句子中的图像:缩放交错指令以实现统一视觉生成
Images in Sentences: Scaling Interleaved Instructions for Unified Visual Generation
May 12, 2026
作者: Yabo Zhang, Kunchang Li, Dewei Zhou, Xinyu Huang, Xun Wang
cs.AI
摘要
尽管近期多模态语言模型的进展已能根据表达性多图像指令生成图像,但现有方法在处理复杂交织指令时仍难以维持性能。这一局限性源于当前范式中图像与文本的结构性分离,迫使模型通过弥合困难的长程依赖关系来匹配描述与视觉目标。为解决这些挑战,我们提出"句子中的图像"(简称INSET)——一种统一生成模型,可将图像无缝嵌入文本指令的本机词汇中。通过将视觉特征直接定位至对应语义槽位,INSET利用Transformer的上下文局部性实现精确对象绑定,有效将图像视为密集表达性语言标记。此外,我们引入可扩展数据引擎,利用视觉语言模型与大型语言模型从标准图像与视频数据集中合成1500万高质量交织样本,构建丰富长程序列。在InterleaveBench上的评估结果表明,INSET在多图像一致性与文本对齐方面显著超越现有最优方法,且随着输入复杂度增加性能差距进一步扩大。除标准生成任务外,我们的方法可自然扩展至多模态图像编辑,将视觉内容作为指令组成部分,实现高度表达性与创造性的视觉操控。
English
While recent advancements in multimodal language models have enabled image generation from expressive multi-image instructions, existing methods struggle to maintain performance under complex interleaved instructions. This limitation stems from the structural separation of images and text in current paradigms, which forces models to bridge difficult long-range dependencies to match descriptions with visual targets. To address these challenges, we propose Images iN SEnTences (a.k.a, INSET), a unified generation model that seamlessly embeds images as native vocabulary within textual instructions. By positioning visual features directly at their corresponding semantic slots, INSET leverages the contextual locality of transformers for precise object binding, effectively treating images as dense, expressive language tokens.
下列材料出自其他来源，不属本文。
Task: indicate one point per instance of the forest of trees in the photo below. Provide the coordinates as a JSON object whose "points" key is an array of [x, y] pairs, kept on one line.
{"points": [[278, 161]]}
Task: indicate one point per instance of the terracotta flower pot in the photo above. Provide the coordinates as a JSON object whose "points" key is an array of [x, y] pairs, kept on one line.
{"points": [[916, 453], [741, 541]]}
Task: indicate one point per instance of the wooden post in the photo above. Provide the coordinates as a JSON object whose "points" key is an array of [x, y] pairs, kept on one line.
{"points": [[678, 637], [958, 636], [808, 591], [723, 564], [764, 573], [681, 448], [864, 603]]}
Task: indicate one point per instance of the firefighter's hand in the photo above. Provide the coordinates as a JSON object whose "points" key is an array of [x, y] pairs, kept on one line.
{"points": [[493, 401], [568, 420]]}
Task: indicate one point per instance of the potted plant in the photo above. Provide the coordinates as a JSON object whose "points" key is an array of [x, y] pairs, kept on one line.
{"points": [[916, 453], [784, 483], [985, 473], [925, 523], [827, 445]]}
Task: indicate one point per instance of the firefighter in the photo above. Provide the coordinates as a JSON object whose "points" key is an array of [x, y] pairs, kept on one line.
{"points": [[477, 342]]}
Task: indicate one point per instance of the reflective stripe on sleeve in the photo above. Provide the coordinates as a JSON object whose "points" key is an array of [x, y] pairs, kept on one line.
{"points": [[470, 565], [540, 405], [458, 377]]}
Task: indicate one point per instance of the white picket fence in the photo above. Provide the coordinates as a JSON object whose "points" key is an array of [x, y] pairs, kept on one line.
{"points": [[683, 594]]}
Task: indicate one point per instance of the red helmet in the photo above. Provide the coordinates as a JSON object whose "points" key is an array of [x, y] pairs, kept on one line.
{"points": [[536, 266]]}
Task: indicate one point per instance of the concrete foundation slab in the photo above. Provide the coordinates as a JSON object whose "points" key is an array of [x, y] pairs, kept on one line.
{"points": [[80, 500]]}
Furthermore, we introduce a scalable data engine that synthesizes 15M high-quality interleaved samples from standard image and video datasets, utilizing VLMs and LLMs to construct rich, long-horizon sequences. Evaluation results on InterleaveBench demonstrate that INSET significantly outperforms state-of-the-art methods in multi-image consistency and text alignment, with performance gaps widening as input complexity increases. Beyond standard generation, our approach inherently extends to multimodal image editing, integrating visual content as part of the instruction to facilitate highly expressive and creative visual manipulations.